Sunday, October 28, 2018

Book Review: "This Can't Wait" by Luke P. Narlee

"Carpe diem. Seize the day, boys. Make your lives extraordinary."
—Robin Williams, Dead Poets Society

This quote kept racing through my head while reading Luke Narlee's newest book, This Can't Wait. This is a book about about chance, about taking control of a moment, because you never know when you'll get another one like it.

But mostly, this simply yet beautifully told book is about love—what it's like when it first arrives, what it's like when it's gone, and how desperate so many of us are to find it, in its many different forms. It's not a unique message but it's one that is all too necessary to hear, especially in the chaos of the world around us.

Adam Arthur is an author. (How's that for a tongue-twister?) He tells love stories. And he should know of them, because he and his wife Hadley had the perfect one for many years. Now, as he nears the end of his life, he needs surgery he might not survive, or if he does, he might lose his sight. He's perfectly fine with dying, as he's ready to be reunited with Hadley again, although he worries about his daughter and granddaughter.

"In my opinion, we get more than one chance at living, but we don't always find our soulmate in each given lifetime. Or we do find them, but we don't realize their significance. This lifetime, I did. And I have no doubt that I will find Hadley again in my next life after I've moved on from this one."

The appearance of an unexpected stranger who happens to be one of Adam's biggest fans buoys his confidence as he heads into surgery. She encourages him to share the story of when he and Hadley first met, and tells him to think about all of his stories that remain untold. If he awakens from surgery unable to see, she volunteers to be his scribe, to ensure he at least has one last book in him.
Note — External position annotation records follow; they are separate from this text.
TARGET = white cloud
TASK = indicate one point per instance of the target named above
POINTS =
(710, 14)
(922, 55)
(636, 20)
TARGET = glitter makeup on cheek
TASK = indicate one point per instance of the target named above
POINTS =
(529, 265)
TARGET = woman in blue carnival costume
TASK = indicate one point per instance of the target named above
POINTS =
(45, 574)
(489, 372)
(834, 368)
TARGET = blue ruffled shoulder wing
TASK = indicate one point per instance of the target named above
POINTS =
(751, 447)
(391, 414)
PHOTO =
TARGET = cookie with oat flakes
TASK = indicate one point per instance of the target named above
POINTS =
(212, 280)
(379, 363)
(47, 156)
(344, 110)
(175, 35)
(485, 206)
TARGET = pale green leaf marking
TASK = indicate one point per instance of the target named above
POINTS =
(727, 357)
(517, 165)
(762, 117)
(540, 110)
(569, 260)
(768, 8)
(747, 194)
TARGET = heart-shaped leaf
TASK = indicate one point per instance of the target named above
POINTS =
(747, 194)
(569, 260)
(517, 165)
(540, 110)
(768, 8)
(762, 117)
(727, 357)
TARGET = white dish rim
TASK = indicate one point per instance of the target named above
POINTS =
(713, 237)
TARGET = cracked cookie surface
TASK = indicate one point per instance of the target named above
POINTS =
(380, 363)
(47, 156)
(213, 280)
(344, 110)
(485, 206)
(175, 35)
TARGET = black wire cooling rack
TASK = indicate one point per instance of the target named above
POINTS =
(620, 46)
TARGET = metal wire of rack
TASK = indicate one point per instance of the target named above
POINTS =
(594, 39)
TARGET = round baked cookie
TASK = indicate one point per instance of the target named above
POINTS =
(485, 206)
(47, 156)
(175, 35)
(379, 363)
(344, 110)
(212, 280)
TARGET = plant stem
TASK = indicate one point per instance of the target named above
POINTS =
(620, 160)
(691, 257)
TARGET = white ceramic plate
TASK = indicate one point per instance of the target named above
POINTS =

The bulk of this novel are those stories, loosely connected in ways that may take you a few minutes to realize, but never gimmicky. From the story of the man who might have missed his one chance at true happiness during a fleeting bar encounter, to the woman who becomes so convinced her husband has been unfaithful (through flawed but understandable reasoning) that she can't be happy in the here and now, to the woman so tired of meeting Mr. Wrong that she's willing to pay for Mr. Right, but doesn't know what that will mean for her in the end, and my favorite, the story of a couple so destined for each other but it takes a number of lifetimes to get it right.

In a way, this book felt a little like one of those movies that is a compilation of different people's stories, although some of these follow characters through the years. Some of the stories resonated more for me than others, but I enjoyed all of them, and each touched my heart and made me think in some way. All too often we're told not to let chances slip us by, and this book, and these stories demonstrate the consequences of doing so, as well as the beauty that occurs when we seize those chances.

This is Narlee's third book. Each one is very different—his first book, Guest Bed, was a little bit of a romantic thriller, while The Appointment: Lost & Found was a book set in a disturbing vision of the future. With each book, Narlee's storytelling gets stronger, and with this book, he really has hit his stride.

I've said before, I am an unabashed sap, one of those people who cries during emotionally provoking commercials. This Can't Wait didn't quite choke me up, but it did make me think, and made me realize again how much what we read provides us glimpses of the human heart in ways we might not have expected.